Teaching Mrs. Tingle (1999) - D+
Given that this forgotten teen thriller gestated within the mind of "Scream" scribe Kevin Williamson, it's weird to observe that the biggest flaw is sloppy writing. Helen Mirren is fantastic as the title character, a ruthless teacher intent on sabotaging a promising student's future, but the young cast (including Katie Holmes) are disappointingly wet. The picture opens with an enjoyably snarky classroom exchange and home invasion set-up, but things ultimately devolve into bloodless nonsense with lashings of weak comedy.

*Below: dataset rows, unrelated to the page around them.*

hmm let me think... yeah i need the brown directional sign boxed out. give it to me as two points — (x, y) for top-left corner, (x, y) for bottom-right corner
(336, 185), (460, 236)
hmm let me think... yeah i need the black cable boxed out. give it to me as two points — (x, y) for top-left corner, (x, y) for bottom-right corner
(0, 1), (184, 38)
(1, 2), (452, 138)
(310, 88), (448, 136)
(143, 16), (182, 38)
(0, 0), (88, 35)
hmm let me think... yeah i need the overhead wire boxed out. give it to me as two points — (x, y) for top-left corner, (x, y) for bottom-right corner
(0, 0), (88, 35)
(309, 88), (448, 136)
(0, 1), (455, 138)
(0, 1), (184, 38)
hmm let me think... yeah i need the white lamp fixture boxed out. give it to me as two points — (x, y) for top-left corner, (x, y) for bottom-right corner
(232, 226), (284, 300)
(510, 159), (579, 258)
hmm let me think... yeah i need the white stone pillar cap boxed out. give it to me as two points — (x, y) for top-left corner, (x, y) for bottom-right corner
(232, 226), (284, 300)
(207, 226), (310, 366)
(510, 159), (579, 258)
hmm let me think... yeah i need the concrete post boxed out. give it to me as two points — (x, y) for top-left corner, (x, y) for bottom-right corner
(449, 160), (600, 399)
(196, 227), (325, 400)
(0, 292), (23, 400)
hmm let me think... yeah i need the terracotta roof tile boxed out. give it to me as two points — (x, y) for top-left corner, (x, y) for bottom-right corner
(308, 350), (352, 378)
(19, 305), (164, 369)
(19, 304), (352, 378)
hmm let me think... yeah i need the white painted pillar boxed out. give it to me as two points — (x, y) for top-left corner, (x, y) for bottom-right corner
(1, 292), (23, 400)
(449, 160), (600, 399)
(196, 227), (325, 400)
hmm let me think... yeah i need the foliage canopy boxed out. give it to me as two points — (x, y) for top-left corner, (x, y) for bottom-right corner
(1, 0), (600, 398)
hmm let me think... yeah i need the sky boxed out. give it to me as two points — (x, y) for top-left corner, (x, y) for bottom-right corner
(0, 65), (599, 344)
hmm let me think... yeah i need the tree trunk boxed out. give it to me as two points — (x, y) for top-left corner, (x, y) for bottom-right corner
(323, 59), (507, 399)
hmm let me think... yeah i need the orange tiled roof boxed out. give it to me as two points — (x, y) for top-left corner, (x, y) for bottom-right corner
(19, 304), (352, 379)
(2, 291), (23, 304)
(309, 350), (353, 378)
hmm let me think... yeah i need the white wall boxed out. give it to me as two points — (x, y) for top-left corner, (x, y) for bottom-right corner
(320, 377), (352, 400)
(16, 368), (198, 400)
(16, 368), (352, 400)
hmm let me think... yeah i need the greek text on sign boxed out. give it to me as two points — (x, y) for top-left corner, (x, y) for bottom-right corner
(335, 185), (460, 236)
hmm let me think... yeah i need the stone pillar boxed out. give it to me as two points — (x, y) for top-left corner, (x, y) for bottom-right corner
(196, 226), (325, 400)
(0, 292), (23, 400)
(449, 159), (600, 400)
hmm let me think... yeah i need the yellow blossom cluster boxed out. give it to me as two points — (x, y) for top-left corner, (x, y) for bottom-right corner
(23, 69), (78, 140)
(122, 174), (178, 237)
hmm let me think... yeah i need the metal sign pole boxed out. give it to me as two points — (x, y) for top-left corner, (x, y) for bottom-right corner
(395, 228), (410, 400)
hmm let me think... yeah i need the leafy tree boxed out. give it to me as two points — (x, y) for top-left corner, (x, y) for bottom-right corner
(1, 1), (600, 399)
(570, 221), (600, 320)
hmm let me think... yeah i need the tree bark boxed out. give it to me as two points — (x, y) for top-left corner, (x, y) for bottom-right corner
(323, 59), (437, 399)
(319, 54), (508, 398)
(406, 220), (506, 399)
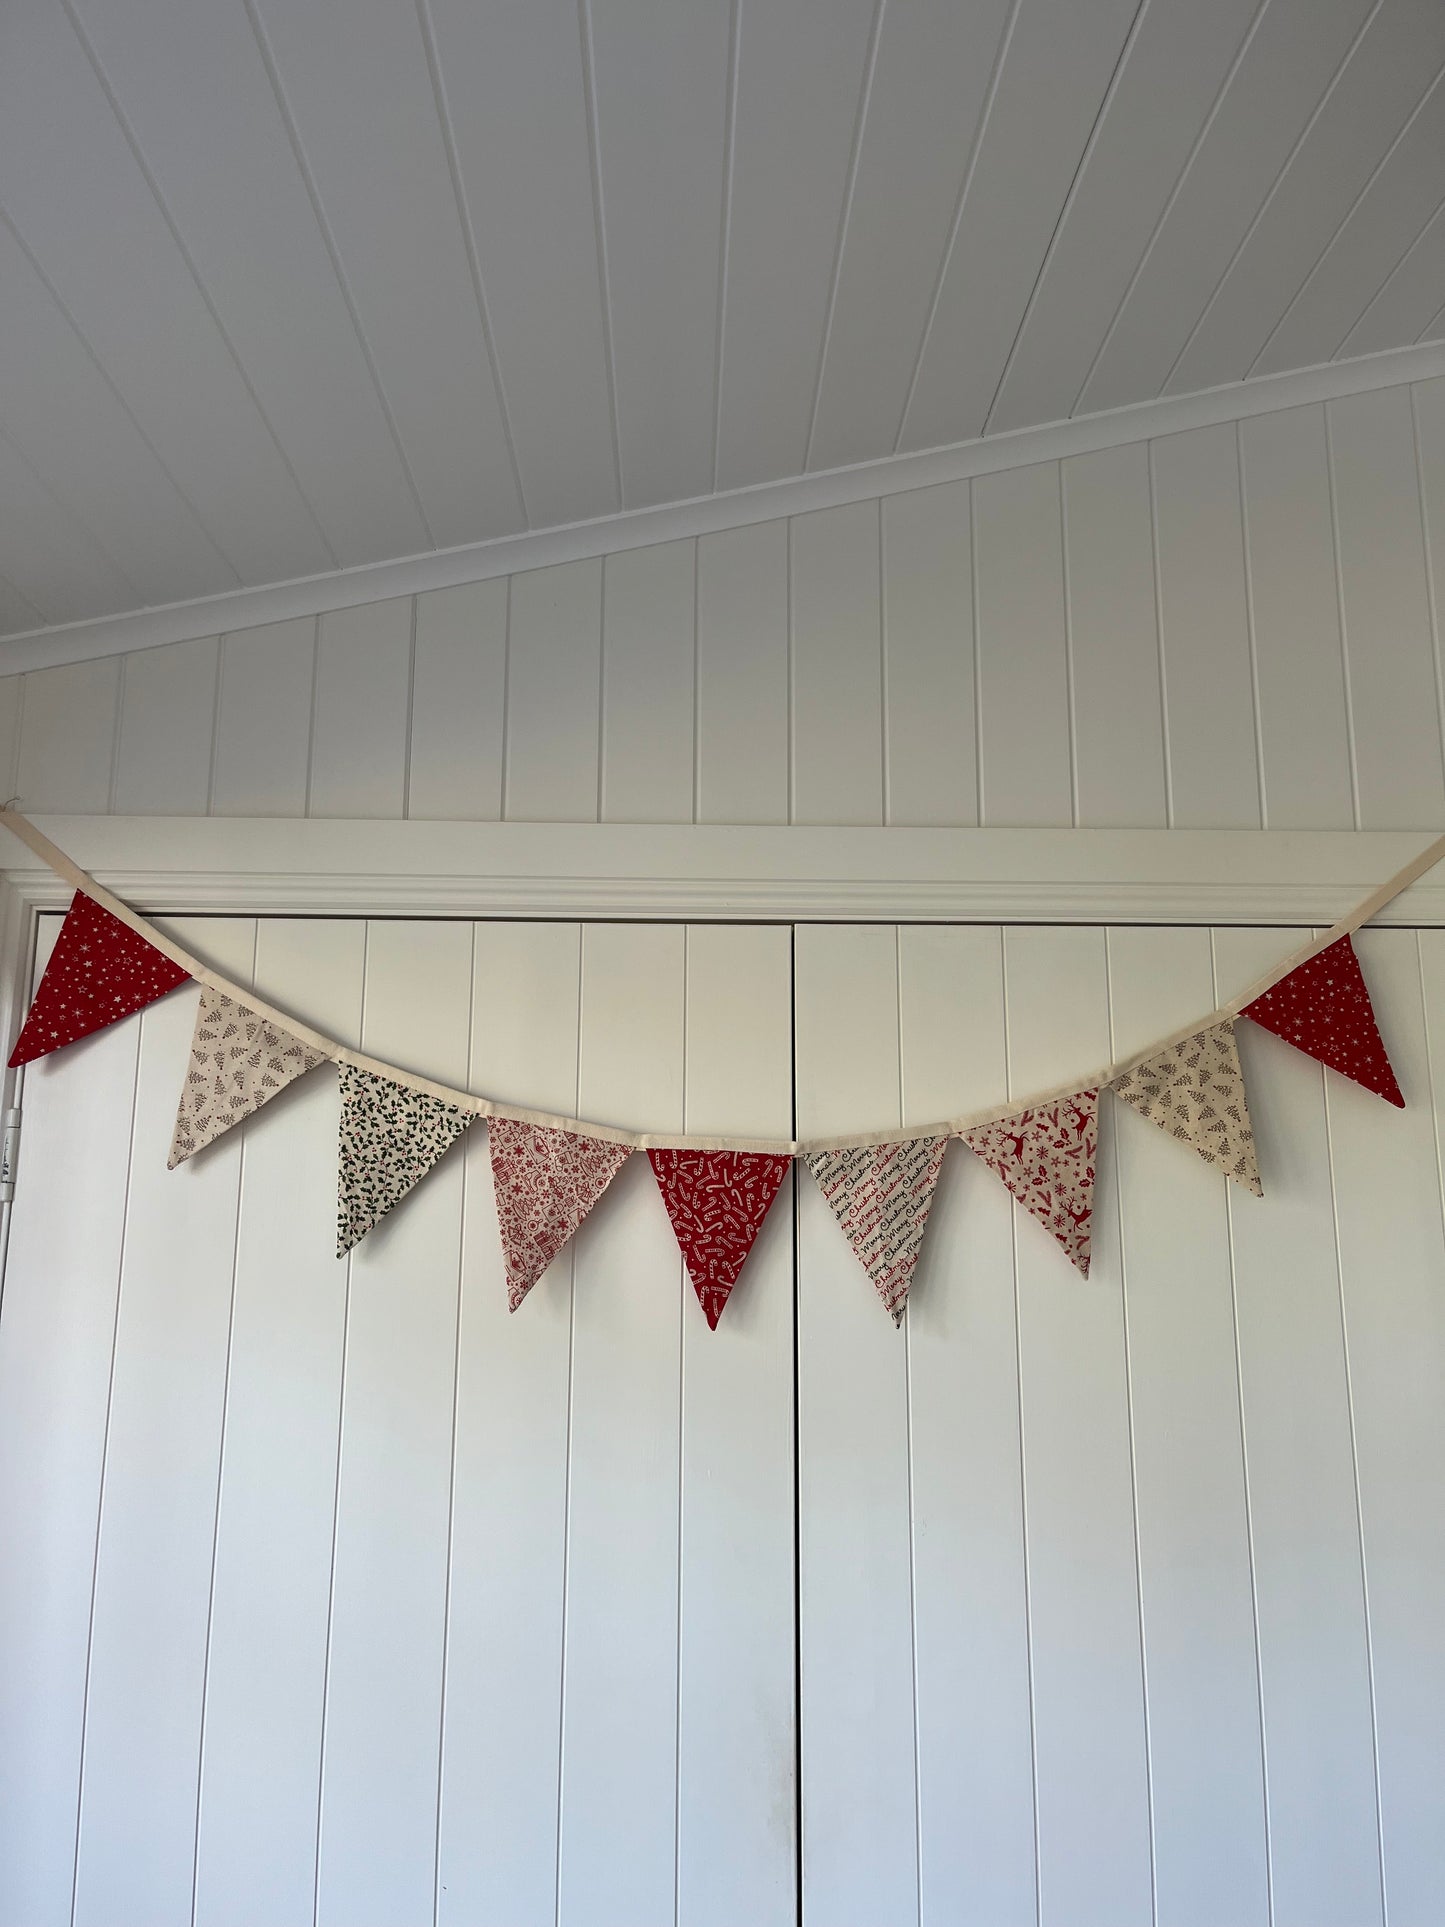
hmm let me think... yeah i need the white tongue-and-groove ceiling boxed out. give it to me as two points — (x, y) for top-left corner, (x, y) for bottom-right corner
(2, 0), (1444, 643)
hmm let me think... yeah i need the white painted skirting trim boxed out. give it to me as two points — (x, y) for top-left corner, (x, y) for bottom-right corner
(5, 818), (1445, 926)
(4, 340), (1444, 673)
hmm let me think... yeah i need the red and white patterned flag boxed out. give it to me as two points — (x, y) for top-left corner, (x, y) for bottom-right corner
(962, 1090), (1098, 1275)
(648, 1148), (792, 1329)
(1242, 934), (1403, 1106)
(9, 890), (190, 1066)
(489, 1117), (632, 1311)
(1110, 1020), (1262, 1195)
(805, 1136), (949, 1324)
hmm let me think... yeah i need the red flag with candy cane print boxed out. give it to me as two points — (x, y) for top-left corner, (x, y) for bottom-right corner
(1241, 934), (1403, 1106)
(962, 1090), (1098, 1275)
(9, 890), (190, 1067)
(648, 1148), (792, 1329)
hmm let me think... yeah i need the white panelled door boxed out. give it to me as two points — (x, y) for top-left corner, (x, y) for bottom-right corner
(2, 917), (1444, 1927)
(795, 925), (1445, 1927)
(0, 916), (796, 1927)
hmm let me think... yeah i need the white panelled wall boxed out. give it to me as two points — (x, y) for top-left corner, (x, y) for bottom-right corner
(7, 376), (1445, 832)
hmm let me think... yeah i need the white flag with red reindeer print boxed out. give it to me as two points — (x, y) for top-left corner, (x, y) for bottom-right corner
(961, 1090), (1098, 1276)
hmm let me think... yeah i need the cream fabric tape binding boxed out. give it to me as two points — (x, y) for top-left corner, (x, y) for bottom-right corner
(4, 809), (1444, 1155)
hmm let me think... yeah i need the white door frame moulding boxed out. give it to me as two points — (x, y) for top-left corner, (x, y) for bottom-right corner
(4, 340), (1444, 673)
(4, 816), (1445, 925)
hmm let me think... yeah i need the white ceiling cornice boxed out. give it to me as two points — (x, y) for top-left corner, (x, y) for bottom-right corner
(5, 339), (1444, 676)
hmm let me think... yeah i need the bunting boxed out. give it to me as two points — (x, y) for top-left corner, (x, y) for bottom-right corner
(9, 890), (190, 1066)
(962, 1091), (1098, 1275)
(169, 987), (327, 1167)
(488, 1118), (632, 1311)
(337, 1064), (475, 1255)
(648, 1148), (792, 1328)
(1110, 1021), (1261, 1195)
(1242, 934), (1404, 1106)
(805, 1136), (948, 1323)
(0, 812), (1436, 1315)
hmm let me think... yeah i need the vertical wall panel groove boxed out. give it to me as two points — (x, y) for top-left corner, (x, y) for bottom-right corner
(187, 920), (259, 1927)
(0, 673), (22, 808)
(112, 637), (219, 816)
(1319, 1073), (1390, 1927)
(1109, 927), (1269, 1925)
(695, 521), (789, 825)
(1238, 405), (1354, 828)
(1322, 405), (1366, 832)
(16, 658), (121, 814)
(211, 618), (316, 817)
(0, 915), (137, 1927)
(407, 581), (507, 821)
(309, 599), (414, 819)
(1101, 928), (1162, 1927)
(790, 502), (884, 826)
(1150, 423), (1261, 829)
(504, 560), (603, 823)
(794, 924), (917, 1925)
(1062, 443), (1167, 827)
(1329, 387), (1445, 829)
(1329, 931), (1445, 1917)
(71, 918), (257, 1927)
(313, 920), (471, 1926)
(899, 927), (1034, 1926)
(676, 924), (796, 1927)
(439, 922), (580, 1924)
(1412, 377), (1445, 783)
(973, 464), (1073, 828)
(1206, 933), (1276, 1879)
(880, 482), (976, 827)
(192, 918), (366, 1926)
(1002, 926), (1153, 1925)
(600, 540), (696, 824)
(1214, 927), (1384, 1927)
(557, 924), (686, 1927)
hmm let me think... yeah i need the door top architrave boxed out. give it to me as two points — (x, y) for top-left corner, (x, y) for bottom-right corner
(3, 817), (1445, 928)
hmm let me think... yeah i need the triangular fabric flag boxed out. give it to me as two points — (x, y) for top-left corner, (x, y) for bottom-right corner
(169, 986), (327, 1168)
(1110, 1020), (1262, 1196)
(648, 1148), (793, 1329)
(804, 1136), (948, 1324)
(337, 1064), (476, 1255)
(1242, 933), (1403, 1106)
(9, 890), (190, 1066)
(962, 1090), (1098, 1276)
(489, 1117), (632, 1311)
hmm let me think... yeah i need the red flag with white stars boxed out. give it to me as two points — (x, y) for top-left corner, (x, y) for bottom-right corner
(1242, 934), (1403, 1106)
(8, 891), (190, 1067)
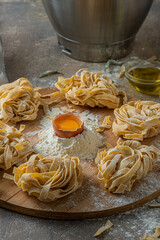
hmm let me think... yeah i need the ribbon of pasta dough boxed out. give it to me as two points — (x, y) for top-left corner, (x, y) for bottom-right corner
(0, 78), (46, 123)
(14, 154), (83, 202)
(0, 121), (33, 170)
(140, 227), (160, 240)
(95, 139), (159, 193)
(96, 116), (112, 133)
(113, 101), (160, 141)
(50, 69), (127, 109)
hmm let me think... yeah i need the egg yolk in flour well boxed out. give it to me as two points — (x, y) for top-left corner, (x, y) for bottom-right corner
(53, 113), (84, 138)
(56, 116), (80, 131)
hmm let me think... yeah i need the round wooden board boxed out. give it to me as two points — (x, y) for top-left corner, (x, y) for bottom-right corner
(0, 88), (160, 220)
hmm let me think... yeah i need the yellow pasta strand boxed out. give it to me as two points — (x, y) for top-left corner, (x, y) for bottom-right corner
(52, 69), (127, 109)
(96, 116), (112, 133)
(95, 139), (159, 193)
(113, 100), (160, 141)
(0, 78), (61, 123)
(14, 154), (83, 202)
(140, 227), (160, 240)
(0, 78), (42, 123)
(0, 121), (33, 170)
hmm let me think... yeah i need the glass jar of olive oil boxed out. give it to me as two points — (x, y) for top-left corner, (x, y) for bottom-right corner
(125, 60), (160, 95)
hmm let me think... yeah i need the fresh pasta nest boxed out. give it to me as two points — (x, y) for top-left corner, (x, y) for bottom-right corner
(0, 121), (33, 170)
(14, 154), (83, 202)
(51, 69), (127, 109)
(113, 100), (160, 141)
(95, 139), (159, 193)
(0, 78), (42, 123)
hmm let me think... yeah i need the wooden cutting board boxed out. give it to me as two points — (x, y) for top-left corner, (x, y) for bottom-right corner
(0, 88), (160, 220)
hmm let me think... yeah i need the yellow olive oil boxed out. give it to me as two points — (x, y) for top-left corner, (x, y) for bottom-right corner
(126, 66), (160, 95)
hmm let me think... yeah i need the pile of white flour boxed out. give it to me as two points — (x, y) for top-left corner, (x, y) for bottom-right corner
(34, 108), (103, 160)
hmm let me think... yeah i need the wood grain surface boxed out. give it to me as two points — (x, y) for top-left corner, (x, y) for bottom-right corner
(0, 88), (160, 220)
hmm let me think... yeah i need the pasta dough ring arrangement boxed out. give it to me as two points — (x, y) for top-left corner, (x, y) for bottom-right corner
(0, 73), (160, 219)
(0, 121), (33, 170)
(95, 139), (159, 193)
(0, 78), (44, 123)
(14, 154), (83, 202)
(51, 69), (127, 109)
(113, 100), (160, 141)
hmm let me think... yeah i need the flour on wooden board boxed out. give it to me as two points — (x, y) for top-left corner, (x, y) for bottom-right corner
(34, 108), (103, 160)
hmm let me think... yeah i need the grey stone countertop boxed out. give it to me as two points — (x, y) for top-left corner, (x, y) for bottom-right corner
(0, 0), (160, 239)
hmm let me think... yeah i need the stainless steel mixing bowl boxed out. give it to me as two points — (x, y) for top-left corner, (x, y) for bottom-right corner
(42, 0), (154, 62)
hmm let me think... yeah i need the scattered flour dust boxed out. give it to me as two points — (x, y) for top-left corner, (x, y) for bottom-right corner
(34, 108), (103, 160)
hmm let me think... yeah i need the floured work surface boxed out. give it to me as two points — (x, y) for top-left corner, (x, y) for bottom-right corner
(0, 88), (160, 220)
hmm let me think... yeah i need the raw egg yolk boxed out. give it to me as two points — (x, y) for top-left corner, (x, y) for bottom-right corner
(55, 117), (80, 131)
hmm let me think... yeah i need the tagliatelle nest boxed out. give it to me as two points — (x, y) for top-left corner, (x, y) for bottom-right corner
(0, 121), (33, 170)
(14, 154), (83, 202)
(95, 139), (159, 193)
(113, 101), (160, 141)
(0, 78), (43, 123)
(51, 69), (127, 109)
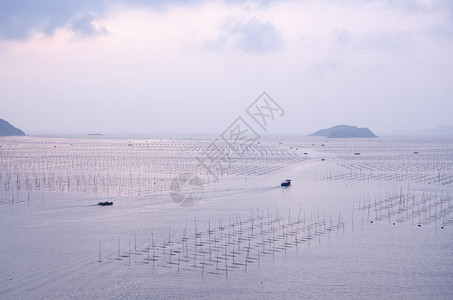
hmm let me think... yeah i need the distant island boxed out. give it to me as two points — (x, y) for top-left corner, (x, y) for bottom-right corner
(0, 119), (26, 136)
(309, 125), (377, 138)
(418, 126), (453, 136)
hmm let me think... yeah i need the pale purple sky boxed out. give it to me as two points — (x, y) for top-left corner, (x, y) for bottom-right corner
(1, 0), (452, 135)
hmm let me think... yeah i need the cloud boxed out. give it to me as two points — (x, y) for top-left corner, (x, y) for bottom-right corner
(2, 0), (452, 43)
(334, 29), (352, 45)
(1, 0), (453, 135)
(0, 1), (106, 40)
(310, 57), (342, 75)
(227, 18), (284, 53)
(201, 17), (285, 54)
(425, 1), (453, 38)
(359, 30), (414, 53)
(202, 35), (228, 51)
(0, 0), (197, 40)
(71, 14), (108, 37)
(333, 29), (414, 53)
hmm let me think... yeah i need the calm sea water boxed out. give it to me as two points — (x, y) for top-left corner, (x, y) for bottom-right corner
(0, 136), (452, 299)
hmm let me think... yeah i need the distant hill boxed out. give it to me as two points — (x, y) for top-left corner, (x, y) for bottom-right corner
(418, 126), (453, 137)
(0, 119), (26, 136)
(309, 125), (377, 138)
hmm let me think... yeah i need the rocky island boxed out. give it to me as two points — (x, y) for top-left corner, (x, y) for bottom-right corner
(310, 125), (377, 138)
(0, 119), (26, 136)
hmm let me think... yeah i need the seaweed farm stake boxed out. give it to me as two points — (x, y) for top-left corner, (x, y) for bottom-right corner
(98, 241), (102, 263)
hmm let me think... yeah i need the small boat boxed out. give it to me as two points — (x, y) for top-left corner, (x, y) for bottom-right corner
(98, 201), (113, 206)
(281, 179), (291, 187)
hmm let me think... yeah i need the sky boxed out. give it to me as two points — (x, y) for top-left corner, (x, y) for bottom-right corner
(0, 0), (452, 136)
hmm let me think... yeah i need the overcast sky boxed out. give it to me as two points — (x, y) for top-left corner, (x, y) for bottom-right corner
(1, 0), (452, 136)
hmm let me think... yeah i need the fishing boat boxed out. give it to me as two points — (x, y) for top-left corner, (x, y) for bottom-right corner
(281, 179), (291, 187)
(98, 201), (113, 206)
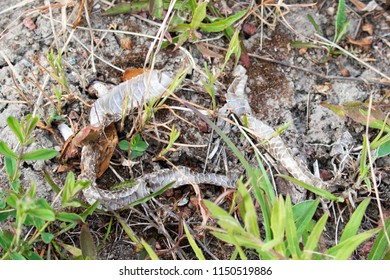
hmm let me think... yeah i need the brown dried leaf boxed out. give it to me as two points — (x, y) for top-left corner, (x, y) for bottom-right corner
(347, 36), (373, 51)
(72, 125), (102, 147)
(122, 68), (148, 82)
(96, 123), (118, 178)
(195, 42), (223, 59)
(349, 0), (366, 11)
(362, 23), (374, 35)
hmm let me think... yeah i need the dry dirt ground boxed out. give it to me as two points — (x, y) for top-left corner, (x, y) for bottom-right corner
(0, 0), (389, 259)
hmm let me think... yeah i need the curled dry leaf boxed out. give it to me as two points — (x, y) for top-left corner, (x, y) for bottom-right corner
(347, 36), (373, 51)
(195, 42), (223, 59)
(95, 123), (118, 178)
(362, 23), (374, 35)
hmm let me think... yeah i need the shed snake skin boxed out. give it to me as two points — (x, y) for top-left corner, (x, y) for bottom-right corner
(77, 67), (327, 210)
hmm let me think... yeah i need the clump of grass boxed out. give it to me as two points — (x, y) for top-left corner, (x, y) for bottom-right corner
(0, 114), (100, 260)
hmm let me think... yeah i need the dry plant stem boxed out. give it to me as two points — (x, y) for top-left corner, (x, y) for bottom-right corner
(0, 0), (35, 16)
(81, 0), (96, 73)
(201, 43), (390, 86)
(72, 34), (124, 72)
(365, 94), (390, 246)
(314, 34), (390, 82)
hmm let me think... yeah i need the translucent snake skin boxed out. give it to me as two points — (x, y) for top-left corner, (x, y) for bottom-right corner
(78, 68), (327, 210)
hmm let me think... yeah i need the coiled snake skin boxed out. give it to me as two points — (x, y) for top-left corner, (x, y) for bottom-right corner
(78, 68), (327, 210)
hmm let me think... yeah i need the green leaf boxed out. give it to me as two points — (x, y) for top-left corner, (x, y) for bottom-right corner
(10, 252), (26, 260)
(290, 41), (321, 49)
(0, 141), (17, 159)
(334, 0), (349, 43)
(307, 14), (322, 34)
(141, 239), (159, 260)
(0, 230), (13, 249)
(183, 221), (205, 260)
(41, 232), (54, 244)
(278, 174), (344, 202)
(5, 156), (17, 180)
(26, 208), (55, 221)
(44, 169), (61, 193)
(368, 217), (390, 260)
(237, 180), (260, 239)
(80, 224), (97, 260)
(303, 213), (328, 259)
(200, 10), (246, 33)
(204, 200), (246, 235)
(118, 140), (130, 150)
(270, 196), (286, 256)
(293, 199), (320, 238)
(7, 116), (24, 143)
(21, 149), (58, 161)
(56, 212), (84, 223)
(340, 198), (370, 242)
(378, 140), (390, 158)
(285, 196), (301, 259)
(131, 134), (149, 152)
(151, 0), (163, 20)
(191, 2), (207, 30)
(327, 229), (380, 260)
(26, 251), (42, 260)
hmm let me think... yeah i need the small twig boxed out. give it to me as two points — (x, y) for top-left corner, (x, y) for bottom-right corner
(365, 94), (390, 246)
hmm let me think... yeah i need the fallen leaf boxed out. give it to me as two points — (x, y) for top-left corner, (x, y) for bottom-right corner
(96, 123), (118, 178)
(362, 23), (374, 35)
(72, 125), (102, 147)
(349, 0), (366, 11)
(195, 42), (223, 59)
(347, 36), (373, 51)
(122, 68), (148, 81)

The finale is ridiculous in a contrived rather than fun sense, with the poorly formed characters robbing Williamson's film of any logical motivation.
Dredd (2012) - A-
Lean, gnarly and exhilarating, "Dredd" is the adaptation this comic-book antihero has been waiting for. Director Pete Travis winds a tight action narrative around a well realized and blood drenched dystopia. The narrative sees Judge Dredd (played with grumpy stamina by Karl Urban) and a rookie recruit take on a gang leader, forced to do battle with her scurvy minions in a locked down apartment complex. The picture earns its 18 rating effortlessly, although it's not just all shock tactics, there are legitimately rewarding moments of nasty carnage on show too. Tight and efficient with a surprisingly distinct visual palette, "Dredd" is a skilfully assembled joy.
The Campaign (2012) - C
A great cast and a premise flush with possibilities are somewhat wasted in this inoffensive but wholly unmemorable farce. Will Ferrell and Zach Galifianakis play electoral competitors here, vying to represent a small community in Washington. There are a few amusing sequences and a selection of committed comic performances, but the belly laugh quota is soft and the satirical edge decidedly blunt. Not awful, but unlikely to be remembered beyond this year.
Pet Sematary - (1989) - B-
Creepily assembled but diabolically acted, this Stephen King adaptation still manages to rank comfortably above average. Director Mary Lambert has an eye for unsettling imagery whilst King's script juggles threat, grief and even a little black comedy interestingly. The acting is dire (with the exception of Fred Gwynne) and the musical motifs dated, but there are still some rewarding thrills to be derived from this menacing frightener.